2017年2月5日日曜日

大嵐 6

 ドームからポートランドまでヘリコプターで半時間もかからない。支局で車に乗り換えたダリル・セイヤーズとクロエル・ドーマーはニューポートランドの街の入り口でジョン・ケリー・ドーマーのミニバンと合流した。
 ポール・レイン・ドーマーがセント・アイブス出張所のリュック・ニュカネンにドン・マコーリーの身辺調査を依頼したのが午前10時、ニュカネンがマコーリーのクリニックに出向いて医師が「往診」に出かけたことを知ったのが10時半。マコーリーの同性のパートナーは、医師が幼馴染みの女性の診察に出かけたと言った。行き先は知らないと言うので、ニュカネンは車番を聞いて、ハイウェイの通過車輌記録を警察に調べさせた。するとポートランド方面に向かったことが判明したのだ。
 ニュカネンが機転を利かせ、ポールではなく本部に連絡を入れたのは午前11時半過ぎ。ローガン・ハイネ・ドーマー局長は、マコーリーがライサンダー・セイヤーズの子供を狙っているのではないかと考えた。ポーレット・ゴダートは幼馴染みの産科医を信用して胎児の性別を明かしてしまったに違いない。
 局長は直ぐに休日でドームの中にいたクロエル・ドーマーを本部に呼んだ。ダリル・セイヤーズ・ドーマーを息子の元に遣るので、護衛せよと命じたのだ。「護衛」も「お遣い」も局長が執政官に対して設けた口実に過ぎない。局長の本心は、マコーリーからポーレット・ゴダートの胎児を守れと言うことだった。
 クロエル・ドーマーはダリルを興奮させまいと、ドームから出てしまう迄局長の真意を語らなかった。ヘリの中で経緯を簡潔に語られた時、ダリルは冷静に聞けた。ドームの中にいたら息子のことが心配で居ても立ってもいられなかっただろう。しかし、ヘリは息子の元へ向かっていたし、目的が息子夫婦を守ることだと聞かされて、彼は冷静になれた。
 ニューポートランドの閑静な住宅街に入ると、ダリルは息子が妻子と共に生きる場所として選んだ土地を眺めた。山の家と違って緑豊かな平坦な街だ。上品な住人の中で、あの野生児が精一杯背伸びして暮らしている・・・。
 先を行くジョン・ケリー・ドーマーのミニバンが停車したので、クロエルも車を駐めた。ケリーから端末に電話が入った。

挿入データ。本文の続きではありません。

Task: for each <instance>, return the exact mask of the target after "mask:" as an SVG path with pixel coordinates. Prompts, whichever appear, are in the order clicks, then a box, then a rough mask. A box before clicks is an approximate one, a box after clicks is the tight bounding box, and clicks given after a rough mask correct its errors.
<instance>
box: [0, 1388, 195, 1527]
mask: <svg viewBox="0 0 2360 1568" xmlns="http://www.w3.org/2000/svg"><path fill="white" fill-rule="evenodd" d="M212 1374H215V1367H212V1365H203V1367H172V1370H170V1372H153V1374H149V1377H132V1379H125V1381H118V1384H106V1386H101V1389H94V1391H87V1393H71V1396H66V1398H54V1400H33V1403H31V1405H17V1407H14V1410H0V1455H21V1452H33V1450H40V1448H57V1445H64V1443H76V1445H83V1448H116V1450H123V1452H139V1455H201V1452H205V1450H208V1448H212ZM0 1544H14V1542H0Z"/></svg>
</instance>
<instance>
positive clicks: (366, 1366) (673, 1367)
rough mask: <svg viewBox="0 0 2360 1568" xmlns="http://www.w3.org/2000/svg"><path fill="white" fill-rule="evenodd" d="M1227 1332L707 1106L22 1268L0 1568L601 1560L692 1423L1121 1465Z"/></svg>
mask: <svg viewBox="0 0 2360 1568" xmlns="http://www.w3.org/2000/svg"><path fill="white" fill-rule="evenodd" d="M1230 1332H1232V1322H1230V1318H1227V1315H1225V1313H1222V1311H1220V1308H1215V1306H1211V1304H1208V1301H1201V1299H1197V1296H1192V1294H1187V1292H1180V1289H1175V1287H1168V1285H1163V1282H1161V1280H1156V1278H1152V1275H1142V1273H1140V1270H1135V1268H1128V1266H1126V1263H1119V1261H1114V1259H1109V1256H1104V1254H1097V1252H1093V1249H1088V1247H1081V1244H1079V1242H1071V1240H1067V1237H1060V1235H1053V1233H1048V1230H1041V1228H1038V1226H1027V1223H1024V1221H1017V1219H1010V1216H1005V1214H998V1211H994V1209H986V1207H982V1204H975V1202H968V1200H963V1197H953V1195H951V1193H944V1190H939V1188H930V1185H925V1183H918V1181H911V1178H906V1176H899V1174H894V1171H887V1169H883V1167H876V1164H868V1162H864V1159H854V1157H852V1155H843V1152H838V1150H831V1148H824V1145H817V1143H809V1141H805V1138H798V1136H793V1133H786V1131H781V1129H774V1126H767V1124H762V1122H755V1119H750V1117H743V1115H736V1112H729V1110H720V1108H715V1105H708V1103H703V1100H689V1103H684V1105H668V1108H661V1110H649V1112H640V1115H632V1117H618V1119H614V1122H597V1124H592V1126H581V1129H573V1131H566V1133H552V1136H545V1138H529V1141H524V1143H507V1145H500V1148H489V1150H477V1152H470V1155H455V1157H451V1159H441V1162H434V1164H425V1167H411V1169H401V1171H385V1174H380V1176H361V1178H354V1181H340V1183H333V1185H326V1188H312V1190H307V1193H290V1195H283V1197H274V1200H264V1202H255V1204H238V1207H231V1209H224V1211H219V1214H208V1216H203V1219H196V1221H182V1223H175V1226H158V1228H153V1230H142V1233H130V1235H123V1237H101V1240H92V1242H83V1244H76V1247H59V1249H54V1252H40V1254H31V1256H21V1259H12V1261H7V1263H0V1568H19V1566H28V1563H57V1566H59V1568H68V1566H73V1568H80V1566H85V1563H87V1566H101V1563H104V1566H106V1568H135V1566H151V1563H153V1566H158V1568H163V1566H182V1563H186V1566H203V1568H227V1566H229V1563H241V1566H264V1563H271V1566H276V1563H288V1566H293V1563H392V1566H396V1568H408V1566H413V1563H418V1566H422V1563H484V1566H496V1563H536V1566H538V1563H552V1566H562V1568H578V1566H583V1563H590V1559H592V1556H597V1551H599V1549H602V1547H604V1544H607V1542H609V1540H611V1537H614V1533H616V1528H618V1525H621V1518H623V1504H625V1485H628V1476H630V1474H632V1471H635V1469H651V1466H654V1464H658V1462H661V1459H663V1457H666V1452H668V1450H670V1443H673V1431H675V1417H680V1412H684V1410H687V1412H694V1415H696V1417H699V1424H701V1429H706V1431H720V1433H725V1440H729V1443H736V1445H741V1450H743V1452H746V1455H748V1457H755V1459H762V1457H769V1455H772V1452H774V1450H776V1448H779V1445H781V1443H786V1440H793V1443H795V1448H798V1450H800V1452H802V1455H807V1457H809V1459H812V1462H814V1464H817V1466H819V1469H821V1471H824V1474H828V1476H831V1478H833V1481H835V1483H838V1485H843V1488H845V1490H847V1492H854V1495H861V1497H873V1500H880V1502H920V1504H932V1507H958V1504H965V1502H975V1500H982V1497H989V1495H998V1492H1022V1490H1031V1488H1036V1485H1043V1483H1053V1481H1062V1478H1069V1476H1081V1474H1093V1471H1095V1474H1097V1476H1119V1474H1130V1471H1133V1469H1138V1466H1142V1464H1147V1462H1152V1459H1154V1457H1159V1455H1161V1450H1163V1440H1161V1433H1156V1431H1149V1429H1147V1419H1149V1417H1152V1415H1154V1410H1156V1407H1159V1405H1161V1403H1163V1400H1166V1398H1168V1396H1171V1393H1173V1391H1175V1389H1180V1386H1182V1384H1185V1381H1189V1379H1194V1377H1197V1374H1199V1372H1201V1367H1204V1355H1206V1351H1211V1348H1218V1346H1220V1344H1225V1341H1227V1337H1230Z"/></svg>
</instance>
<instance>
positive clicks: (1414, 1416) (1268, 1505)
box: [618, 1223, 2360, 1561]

「ライサンダー・セイヤーズの家の前に、マコーリーのミニバンが駐まっています。拙い状況じゃないですか?」

 ケリーは以前セント・アイブスで相棒のパトリック・タン・ドーマーを学生デモのどさくさに紛れて誘拐されてしまった苦い経験がある。また繰り返しなのか?
 ダリルがセンサーで屋内の人物の位置特定をしてから、彼に指示した。